Look for patterns in the test failures, such as multiple tests failing simultaneously or tests failing with similar error messages. This may indicate that the failures are related to an infrastructure issue rather than individual test cases or recent code regression. We will also see if there’s issues with the device pending to look for traffic issues.

  1. Retry the tests

The test task configuration is set to retry automatically on Inconclusive Result (infrastructure problem). Run the tests again to see if the failures are consistent and reproducible. If the failure persists, it may be an indication of an outage or infrastructure issue. Check the Firebase status dashboard.

  1. Monitor Communications

Mobile Test Ops will start a thread on relevant communication channels for updates and discussions related to potential outages or issues affecting Firebase Test Lab.

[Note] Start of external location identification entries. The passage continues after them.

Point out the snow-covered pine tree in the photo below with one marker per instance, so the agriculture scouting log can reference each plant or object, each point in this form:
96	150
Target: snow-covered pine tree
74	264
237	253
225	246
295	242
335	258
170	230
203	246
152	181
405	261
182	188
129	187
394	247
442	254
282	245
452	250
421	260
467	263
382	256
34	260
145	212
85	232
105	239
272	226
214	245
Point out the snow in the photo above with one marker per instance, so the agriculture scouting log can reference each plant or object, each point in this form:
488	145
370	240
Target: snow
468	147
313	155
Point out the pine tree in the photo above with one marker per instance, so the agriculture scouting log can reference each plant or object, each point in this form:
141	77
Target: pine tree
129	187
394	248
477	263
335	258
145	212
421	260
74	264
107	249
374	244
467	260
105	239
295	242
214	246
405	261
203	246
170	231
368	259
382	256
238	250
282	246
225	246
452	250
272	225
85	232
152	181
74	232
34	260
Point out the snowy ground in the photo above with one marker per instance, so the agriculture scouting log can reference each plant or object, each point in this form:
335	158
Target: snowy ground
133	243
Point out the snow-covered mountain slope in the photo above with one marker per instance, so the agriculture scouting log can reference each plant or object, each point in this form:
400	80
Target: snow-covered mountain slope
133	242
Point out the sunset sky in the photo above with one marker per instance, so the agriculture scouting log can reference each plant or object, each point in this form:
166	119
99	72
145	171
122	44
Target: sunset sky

  1. Contact Firebase Community Slack

Mobile Test Ops will start a thread on Firebase Community Slack if the issue persists and we suspect an outage or infrastructure problem is happening. We will reach out to the Firebase Test Lab team for assistance over Slack.

  1. Disable test(s)

In situations where a test or a small number of tests are failing, it’s important to isolate the problematic test(s) and determine whether it’s necessary to disable it temporarily if we believe it may be related to elevated failure rates on devices. If the test failure is likely due to external factors (e.g, service disruption on Test Lab), disabling the test is an appropriate course of action. This decision should be based on the severity of the issue, the impact on the overall test suite, and the estimated time required to resolve the problem.

Mobile Test Ops and Sheriffs should communicate the decision. We will inform team members about the decision to disable the test, the reason behind it, and any necessary actions to be taken (e.g, fixing the issue or waiting for an outage to be resolved). This ensures that everyone is aware of the situation and can plan their work accordingly.

Mobile Test Ops will keep track of the disabled test(s) and re-enable them once the issue has been resolved. This ensures that the test coverage remains comprehensive and that the disabled test does not get forgotten.

Both Mobile Test Ops and or sheriffs on duty can disable a test temporarily using the Ignore annotation in Android tests. Once a test is disabled, a bug should be filed appropriately in Bugzilla.

Firebase Test Lab Outage - Infrastructure

When a Firebase Test Lab outage occurs, follow the steps outlined below to handle the situation.

  1. Verify the outage

First, verify that there is a Firebase Test Lab outage by checking the Firebase status dashboard. If the dashboard confirms an outage, proceed to the next step.

  1. Notify the team

Inform Mobile Test Engineering and Mobile Android Team about the outage if not already communicated by sending a message in Slack. Make sure to include details about the outage if available.

  1. Monitor the situation

Keep an eye on the Firebase status dashboard for updates on the outage. Firebase will typically provide information about the cause of the outage and an estimated time for resolution. Additionally, Mobile Test Engineering will monitor the #test-lab channel on Firebase Slack for updates and discussions related to the outage.

  1. Update the team on the outage status

As the situation evolves, provide updates to teams on the status of the outage. This includes any progress updates from Firebase or if the outage has been resolved.